# Does a path can be Hamiltonian and Eulerian at the same time?

If so does it force it to be a simple circle?

Or any other restrictions?

How would it look like?

Thanks in advance

## 3 Answers

A path is Hamiltonian if each vertex is visited exactly once. A path is Eulerian if every edge is traversed exactly once. Clearly, these conditions are not mutually exclusive for all graphs: if a simple connected graph $G$ itself consists of a path (so exactly two vertices have degree $1$ and all other vertices have degree $2$), then that path is both Hamiltonian and Eulerian. If $G$ is a cycle, then that cycle is Hamiltonian and Eulerian.

• Thanks does that path have to be a simple circle? cant think on a way to draw it as not simple – The One Jun 27 '14 at 14:18

The answer is yes.

We have two criteria to meet:

$1.$ Have either $2$ odd vertices or have none at all.

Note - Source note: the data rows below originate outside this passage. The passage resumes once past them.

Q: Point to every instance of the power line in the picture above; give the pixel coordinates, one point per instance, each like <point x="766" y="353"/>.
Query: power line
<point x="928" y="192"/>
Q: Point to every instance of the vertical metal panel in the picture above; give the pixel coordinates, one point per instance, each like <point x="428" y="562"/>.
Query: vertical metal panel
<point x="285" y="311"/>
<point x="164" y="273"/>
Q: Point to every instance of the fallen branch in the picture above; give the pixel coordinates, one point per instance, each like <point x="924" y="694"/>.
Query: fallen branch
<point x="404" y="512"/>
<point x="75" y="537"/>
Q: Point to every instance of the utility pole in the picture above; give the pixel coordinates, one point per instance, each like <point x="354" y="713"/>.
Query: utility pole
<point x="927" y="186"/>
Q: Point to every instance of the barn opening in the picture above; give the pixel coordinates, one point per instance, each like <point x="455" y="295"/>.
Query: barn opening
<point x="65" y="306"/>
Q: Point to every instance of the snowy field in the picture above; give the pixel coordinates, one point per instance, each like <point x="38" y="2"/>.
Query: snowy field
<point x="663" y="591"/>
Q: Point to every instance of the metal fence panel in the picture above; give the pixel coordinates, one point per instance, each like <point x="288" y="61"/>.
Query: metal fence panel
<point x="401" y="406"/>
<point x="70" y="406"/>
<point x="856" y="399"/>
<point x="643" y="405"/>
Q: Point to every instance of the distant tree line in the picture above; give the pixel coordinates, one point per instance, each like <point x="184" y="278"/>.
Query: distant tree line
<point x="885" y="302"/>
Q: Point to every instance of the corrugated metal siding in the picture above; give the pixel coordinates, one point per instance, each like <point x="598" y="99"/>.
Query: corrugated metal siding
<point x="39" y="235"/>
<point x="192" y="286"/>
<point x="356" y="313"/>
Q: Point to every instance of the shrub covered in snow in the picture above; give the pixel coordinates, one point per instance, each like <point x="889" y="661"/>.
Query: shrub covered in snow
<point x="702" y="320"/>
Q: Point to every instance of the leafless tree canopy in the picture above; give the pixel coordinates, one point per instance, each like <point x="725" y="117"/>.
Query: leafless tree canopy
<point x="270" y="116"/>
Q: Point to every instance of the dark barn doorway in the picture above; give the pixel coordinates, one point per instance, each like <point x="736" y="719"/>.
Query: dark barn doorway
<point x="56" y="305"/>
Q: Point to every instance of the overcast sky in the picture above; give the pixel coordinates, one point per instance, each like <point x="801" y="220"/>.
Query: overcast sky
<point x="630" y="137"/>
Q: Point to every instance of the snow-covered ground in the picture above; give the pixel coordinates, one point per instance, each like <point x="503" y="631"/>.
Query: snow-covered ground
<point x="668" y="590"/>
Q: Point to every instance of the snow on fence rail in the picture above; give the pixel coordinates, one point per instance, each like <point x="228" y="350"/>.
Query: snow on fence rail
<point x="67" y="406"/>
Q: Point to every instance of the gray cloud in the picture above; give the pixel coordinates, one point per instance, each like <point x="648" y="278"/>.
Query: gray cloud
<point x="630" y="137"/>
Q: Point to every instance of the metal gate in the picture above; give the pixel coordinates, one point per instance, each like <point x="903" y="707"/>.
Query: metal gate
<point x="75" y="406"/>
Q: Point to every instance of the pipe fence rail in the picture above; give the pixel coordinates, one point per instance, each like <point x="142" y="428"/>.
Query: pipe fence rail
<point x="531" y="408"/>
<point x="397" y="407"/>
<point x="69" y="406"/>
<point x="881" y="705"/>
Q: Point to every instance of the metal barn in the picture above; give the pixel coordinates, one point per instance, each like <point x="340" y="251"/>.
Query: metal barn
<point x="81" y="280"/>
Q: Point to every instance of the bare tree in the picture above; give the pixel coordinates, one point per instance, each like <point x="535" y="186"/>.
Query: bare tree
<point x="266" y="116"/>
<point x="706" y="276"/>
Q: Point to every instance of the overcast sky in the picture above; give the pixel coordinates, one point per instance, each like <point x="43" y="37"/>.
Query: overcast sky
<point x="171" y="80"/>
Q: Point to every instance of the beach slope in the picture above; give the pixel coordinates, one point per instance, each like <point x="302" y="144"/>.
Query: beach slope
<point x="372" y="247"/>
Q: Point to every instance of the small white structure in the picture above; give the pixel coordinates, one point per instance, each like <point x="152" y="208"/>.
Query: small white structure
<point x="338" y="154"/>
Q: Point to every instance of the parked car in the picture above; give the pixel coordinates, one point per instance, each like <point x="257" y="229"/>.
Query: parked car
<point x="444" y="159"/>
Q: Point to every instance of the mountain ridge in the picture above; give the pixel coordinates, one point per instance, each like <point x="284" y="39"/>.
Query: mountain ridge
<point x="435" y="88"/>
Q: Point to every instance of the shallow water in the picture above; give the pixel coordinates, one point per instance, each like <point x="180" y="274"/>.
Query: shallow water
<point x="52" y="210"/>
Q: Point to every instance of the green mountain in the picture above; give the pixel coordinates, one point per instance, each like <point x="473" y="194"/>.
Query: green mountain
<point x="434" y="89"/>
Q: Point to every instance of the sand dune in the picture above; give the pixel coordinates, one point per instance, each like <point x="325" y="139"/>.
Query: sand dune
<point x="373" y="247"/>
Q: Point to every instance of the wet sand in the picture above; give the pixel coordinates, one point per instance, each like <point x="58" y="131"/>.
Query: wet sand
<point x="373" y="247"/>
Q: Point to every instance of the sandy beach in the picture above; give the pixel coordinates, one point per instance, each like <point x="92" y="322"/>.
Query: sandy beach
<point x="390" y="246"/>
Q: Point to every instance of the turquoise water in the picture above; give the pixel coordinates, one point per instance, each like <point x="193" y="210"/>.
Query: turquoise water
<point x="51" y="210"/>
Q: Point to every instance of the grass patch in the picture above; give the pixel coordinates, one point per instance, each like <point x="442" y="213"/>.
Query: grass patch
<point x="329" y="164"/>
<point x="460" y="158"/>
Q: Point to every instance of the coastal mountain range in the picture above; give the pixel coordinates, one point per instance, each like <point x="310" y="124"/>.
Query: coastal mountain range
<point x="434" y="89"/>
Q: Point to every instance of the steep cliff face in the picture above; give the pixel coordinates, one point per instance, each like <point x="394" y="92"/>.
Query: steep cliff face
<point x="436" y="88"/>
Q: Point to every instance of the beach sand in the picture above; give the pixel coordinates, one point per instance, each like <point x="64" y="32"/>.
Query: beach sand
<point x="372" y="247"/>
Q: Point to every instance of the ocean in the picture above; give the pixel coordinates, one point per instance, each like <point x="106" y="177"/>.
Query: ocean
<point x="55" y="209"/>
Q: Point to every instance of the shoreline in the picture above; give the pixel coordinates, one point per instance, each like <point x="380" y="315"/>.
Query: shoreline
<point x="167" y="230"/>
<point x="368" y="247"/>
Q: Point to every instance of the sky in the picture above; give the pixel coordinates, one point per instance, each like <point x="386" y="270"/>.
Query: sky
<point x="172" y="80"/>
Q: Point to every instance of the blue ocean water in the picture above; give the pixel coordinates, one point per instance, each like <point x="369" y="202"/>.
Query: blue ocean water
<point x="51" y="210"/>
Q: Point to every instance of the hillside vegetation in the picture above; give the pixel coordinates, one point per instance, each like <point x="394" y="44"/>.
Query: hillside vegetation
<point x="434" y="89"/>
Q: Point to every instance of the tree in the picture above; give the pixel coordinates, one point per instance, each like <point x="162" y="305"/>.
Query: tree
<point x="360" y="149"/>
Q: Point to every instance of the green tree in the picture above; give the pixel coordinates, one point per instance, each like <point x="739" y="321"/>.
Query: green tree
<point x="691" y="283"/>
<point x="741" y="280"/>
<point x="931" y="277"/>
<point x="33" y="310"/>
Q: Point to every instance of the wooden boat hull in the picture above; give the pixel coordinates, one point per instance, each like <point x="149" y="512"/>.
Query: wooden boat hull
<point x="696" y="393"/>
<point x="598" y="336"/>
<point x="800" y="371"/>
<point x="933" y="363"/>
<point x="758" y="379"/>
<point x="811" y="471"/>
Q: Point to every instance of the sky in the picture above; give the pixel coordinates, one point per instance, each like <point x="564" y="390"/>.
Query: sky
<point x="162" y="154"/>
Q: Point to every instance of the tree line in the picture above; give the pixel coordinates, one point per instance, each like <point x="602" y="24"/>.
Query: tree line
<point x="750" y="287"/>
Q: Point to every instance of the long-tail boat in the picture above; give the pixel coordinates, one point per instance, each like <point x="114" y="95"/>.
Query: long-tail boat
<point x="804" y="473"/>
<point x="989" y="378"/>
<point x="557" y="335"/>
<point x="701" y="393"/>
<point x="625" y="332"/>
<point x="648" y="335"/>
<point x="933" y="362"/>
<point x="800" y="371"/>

$2.$ Travel to each vertex once and only once, and return to the starting point.

These can both be met, and an example is: (Source: "Eulerian and Hamiltonian Graphs", Mathematics Learning Center, p.3)

Note: I have assumed for criteria $2$ that you are referring to a Hamiltonian circuit.

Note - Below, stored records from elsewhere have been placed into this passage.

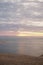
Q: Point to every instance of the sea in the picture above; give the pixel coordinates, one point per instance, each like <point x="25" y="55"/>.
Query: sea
<point x="21" y="45"/>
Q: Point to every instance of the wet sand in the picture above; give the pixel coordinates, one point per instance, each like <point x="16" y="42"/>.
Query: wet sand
<point x="11" y="59"/>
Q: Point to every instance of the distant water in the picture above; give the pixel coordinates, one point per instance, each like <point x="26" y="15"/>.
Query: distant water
<point x="21" y="45"/>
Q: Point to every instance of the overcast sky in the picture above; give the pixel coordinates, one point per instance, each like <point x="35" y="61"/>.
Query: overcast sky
<point x="21" y="15"/>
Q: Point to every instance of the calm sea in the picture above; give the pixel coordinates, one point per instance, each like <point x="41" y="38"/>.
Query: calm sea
<point x="21" y="45"/>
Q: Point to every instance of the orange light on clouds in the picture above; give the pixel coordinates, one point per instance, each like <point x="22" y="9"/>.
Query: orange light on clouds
<point x="30" y="34"/>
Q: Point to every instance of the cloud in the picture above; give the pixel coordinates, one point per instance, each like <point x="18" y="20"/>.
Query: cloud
<point x="22" y="16"/>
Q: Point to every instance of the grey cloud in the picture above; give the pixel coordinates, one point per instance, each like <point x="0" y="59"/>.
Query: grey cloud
<point x="16" y="12"/>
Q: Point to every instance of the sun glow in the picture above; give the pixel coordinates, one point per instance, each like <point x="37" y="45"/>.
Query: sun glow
<point x="30" y="34"/>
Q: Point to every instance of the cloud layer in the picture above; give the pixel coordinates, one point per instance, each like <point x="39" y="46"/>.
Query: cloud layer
<point x="21" y="15"/>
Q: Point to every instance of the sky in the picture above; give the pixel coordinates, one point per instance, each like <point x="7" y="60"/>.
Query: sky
<point x="19" y="17"/>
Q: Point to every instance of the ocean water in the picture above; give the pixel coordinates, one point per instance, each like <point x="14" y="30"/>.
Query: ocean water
<point x="21" y="45"/>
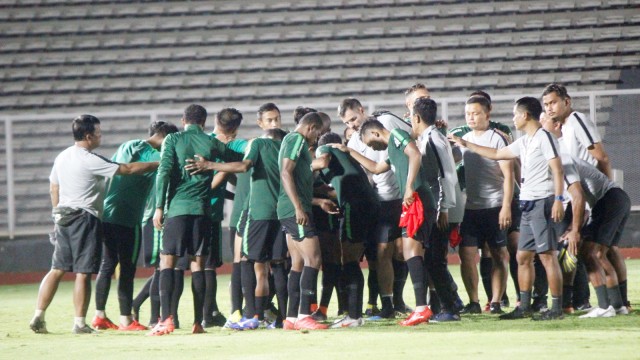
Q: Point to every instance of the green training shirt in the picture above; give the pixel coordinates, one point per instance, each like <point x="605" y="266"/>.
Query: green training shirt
<point x="346" y="177"/>
<point x="125" y="201"/>
<point x="186" y="194"/>
<point x="265" y="179"/>
<point x="399" y="162"/>
<point x="295" y="147"/>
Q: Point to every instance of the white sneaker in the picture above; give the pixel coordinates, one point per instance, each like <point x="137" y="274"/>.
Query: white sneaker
<point x="347" y="322"/>
<point x="622" y="310"/>
<point x="599" y="312"/>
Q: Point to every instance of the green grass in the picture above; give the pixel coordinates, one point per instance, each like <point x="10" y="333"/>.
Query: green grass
<point x="476" y="337"/>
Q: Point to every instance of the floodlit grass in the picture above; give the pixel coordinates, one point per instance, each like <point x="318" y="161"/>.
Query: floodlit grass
<point x="476" y="337"/>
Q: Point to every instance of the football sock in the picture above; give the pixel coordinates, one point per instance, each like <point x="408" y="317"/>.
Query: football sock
<point x="308" y="283"/>
<point x="525" y="300"/>
<point x="486" y="265"/>
<point x="154" y="297"/>
<point x="280" y="282"/>
<point x="416" y="271"/>
<point x="211" y="288"/>
<point x="165" y="286"/>
<point x="400" y="273"/>
<point x="236" y="287"/>
<point x="176" y="294"/>
<point x="601" y="295"/>
<point x="249" y="288"/>
<point x="198" y="287"/>
<point x="294" y="293"/>
<point x="615" y="299"/>
<point x="623" y="292"/>
<point x="374" y="290"/>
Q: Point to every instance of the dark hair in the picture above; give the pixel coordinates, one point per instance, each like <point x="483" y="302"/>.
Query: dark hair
<point x="329" y="138"/>
<point x="162" y="127"/>
<point x="84" y="125"/>
<point x="266" y="108"/>
<point x="228" y="119"/>
<point x="195" y="114"/>
<point x="346" y="104"/>
<point x="427" y="109"/>
<point x="559" y="89"/>
<point x="370" y="124"/>
<point x="275" y="134"/>
<point x="301" y="111"/>
<point x="531" y="106"/>
<point x="414" y="88"/>
<point x="311" y="118"/>
<point x="486" y="104"/>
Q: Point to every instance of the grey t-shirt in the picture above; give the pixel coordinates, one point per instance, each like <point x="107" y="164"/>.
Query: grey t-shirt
<point x="82" y="176"/>
<point x="535" y="152"/>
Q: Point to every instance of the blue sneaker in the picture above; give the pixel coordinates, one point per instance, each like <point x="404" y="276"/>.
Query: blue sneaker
<point x="246" y="324"/>
<point x="445" y="317"/>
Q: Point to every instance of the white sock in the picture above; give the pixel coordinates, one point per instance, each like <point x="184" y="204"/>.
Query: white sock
<point x="39" y="314"/>
<point x="79" y="321"/>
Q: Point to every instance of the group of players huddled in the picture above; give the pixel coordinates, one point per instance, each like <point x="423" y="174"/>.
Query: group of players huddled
<point x="396" y="191"/>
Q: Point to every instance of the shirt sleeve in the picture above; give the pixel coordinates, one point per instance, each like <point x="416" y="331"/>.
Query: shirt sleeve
<point x="167" y="160"/>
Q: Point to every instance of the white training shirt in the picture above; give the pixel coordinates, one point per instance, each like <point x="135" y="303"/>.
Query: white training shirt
<point x="594" y="183"/>
<point x="439" y="166"/>
<point x="385" y="183"/>
<point x="484" y="178"/>
<point x="580" y="133"/>
<point x="535" y="152"/>
<point x="82" y="177"/>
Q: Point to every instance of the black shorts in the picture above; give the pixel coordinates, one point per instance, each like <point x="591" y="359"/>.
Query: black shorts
<point x="358" y="221"/>
<point x="299" y="232"/>
<point x="151" y="242"/>
<point x="260" y="236"/>
<point x="122" y="244"/>
<point x="608" y="218"/>
<point x="186" y="234"/>
<point x="482" y="226"/>
<point x="78" y="245"/>
<point x="214" y="259"/>
<point x="537" y="231"/>
<point x="516" y="216"/>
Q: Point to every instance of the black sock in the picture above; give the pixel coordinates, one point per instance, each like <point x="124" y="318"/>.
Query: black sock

• Thanks yea i meant a circuit, does it have to be a simple circuit? – The One Jun 27 '14 at 14:39
• @kfir124 If it wasn't a simple circuit, then by definition it would visit some vertex more than once, and so it wouldn't be hamiltonian. – MJD Jun 27 '14 at 15:09
• I think we need to be clear on what the question is asking. The OP asked, "can a path be Hamiltonian and Eulerian at the same time." Your answer addresses a different question, which is "can a graph be Hamiltonian and Eulerian at the same time." – heropup Jun 27 '14 at 15:27
• The graph in the figure is both Hamiltonian and Eulerian, but the Eulerian path (circuit) visits some nodes more than once, and the Hamiltonian cannot visit all nodes. – SOFe Dec 9 '18 at 15:16

To set the record clear: Yes.

A Path can be both Eularian and Hamiltonian. A Hamiltonian path is a spanning path, and an Eularian path goes through each edge exactly once. To consider a path holding both properties at the same time, think of the maximal path in $P_n$.